2022 Manufacturing and Supply Chain Outlook for Growing CPG Brands

James Mannering

Demand is at an all-time high for consumer products but…persistent supply chain disruptions are still the norm. 

If you’re an owner or operator of a CPG brand, the last two years have been tumultuous.

We looked deeply at the macro trends in employment and supply chain to suss out where things are headed.

Is help on the way in 2022?

Spoiler alert: It just might be.

Let's talk a bit more about employment...

The unemployment catastrophe that accompanied the pandemic’s onset in the United States was well covered –and unfortunately, lived—by many. The country lost over 10% of its workforce in the immediate aftermath of the pandemic as payrolls dropped by almost 20 million employees from March to April of 2020.[1]

As of December 2021, 22 months since the pre-pandemic employment peak, the United States has gained back close to 98% of that lost employment. For comparison, after the Great Financial Crisis of the late 2000s,it took until March of 2014 to cross the pre-recession employment high of January 2008 – a full 74 months. At the pace with which we added jobs in 2021, we’ll reach pre-pandemic employment almost two and a half times quicker than we did in the period following the previous recession.[2]

In the manufacturing industry, employment was on the decline long before the Great Financial Crisis. Between April 2002 and January 2008, manufacturing shed an average of roughly 23,600 jobs per month. The ensuing recession wiped out over 2 million more manufacturing jobs over the next two years, before finally rebounding around April of 2010.[3]

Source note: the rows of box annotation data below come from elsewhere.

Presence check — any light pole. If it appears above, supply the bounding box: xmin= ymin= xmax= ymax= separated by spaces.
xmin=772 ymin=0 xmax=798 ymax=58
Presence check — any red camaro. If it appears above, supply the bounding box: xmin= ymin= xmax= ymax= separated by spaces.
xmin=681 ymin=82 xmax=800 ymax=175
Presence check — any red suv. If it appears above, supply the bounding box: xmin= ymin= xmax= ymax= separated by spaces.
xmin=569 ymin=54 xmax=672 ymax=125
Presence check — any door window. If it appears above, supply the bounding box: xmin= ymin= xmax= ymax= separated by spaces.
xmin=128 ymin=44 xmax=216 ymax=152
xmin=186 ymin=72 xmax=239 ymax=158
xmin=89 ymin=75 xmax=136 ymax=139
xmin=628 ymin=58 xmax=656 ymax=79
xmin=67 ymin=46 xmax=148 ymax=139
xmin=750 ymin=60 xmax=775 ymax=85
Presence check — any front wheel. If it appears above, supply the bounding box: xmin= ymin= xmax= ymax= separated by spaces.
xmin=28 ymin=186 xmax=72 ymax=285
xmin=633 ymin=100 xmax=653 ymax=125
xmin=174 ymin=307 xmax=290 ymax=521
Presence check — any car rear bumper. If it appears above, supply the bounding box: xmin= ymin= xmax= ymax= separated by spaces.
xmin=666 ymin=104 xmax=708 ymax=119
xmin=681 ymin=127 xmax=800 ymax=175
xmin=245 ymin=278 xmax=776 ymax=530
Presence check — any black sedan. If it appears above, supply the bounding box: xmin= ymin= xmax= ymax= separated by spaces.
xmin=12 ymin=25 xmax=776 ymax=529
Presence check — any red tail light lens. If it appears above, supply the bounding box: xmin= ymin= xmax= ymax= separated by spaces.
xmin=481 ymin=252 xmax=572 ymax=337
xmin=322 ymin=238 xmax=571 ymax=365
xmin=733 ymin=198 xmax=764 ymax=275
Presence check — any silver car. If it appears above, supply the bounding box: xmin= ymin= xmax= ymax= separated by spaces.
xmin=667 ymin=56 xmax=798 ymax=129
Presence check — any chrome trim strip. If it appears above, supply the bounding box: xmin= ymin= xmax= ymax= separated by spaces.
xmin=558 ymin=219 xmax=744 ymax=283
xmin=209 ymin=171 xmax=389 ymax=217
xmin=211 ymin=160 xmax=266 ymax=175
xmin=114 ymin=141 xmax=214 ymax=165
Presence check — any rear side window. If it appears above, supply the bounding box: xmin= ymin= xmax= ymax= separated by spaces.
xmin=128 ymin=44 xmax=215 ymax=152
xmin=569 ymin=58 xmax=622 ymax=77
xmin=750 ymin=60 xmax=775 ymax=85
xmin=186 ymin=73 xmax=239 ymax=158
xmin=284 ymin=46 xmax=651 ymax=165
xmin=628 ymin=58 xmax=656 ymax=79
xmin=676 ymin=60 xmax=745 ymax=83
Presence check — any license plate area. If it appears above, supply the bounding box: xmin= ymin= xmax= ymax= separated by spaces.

While the U.S. never reached its pre-recession employment totals in manufacturing, it did realize a steady employment increase in the decade between that employment bottom and the onset of the COVID pandemic.

Manufacturing employment sat around 12.8 million in March of 2020, before over 1.3 million of those jobs were eliminated in one month. In the subsequent 20 months, the employment trend in manufacturing has followed the general employment trend discussed earlier – it has added back all but roughly 100,000 of those jobs as of December 2021 and is on pace to eclipse pre-pandemic manufacturing employment in the early second quarter of this year.[4]  

While employment growth alone is an insufficient proxy for projecting an increase in manufacturing capacity, anecdotal evidence from our line of work at Rodeo CPG suggests that an alleviation of these COVID-induced labor shortages should substantially impact manufacturers’ ability to take on more business, and, broadly speaking, handle the increased demand that has coincided with the pandemic.[5]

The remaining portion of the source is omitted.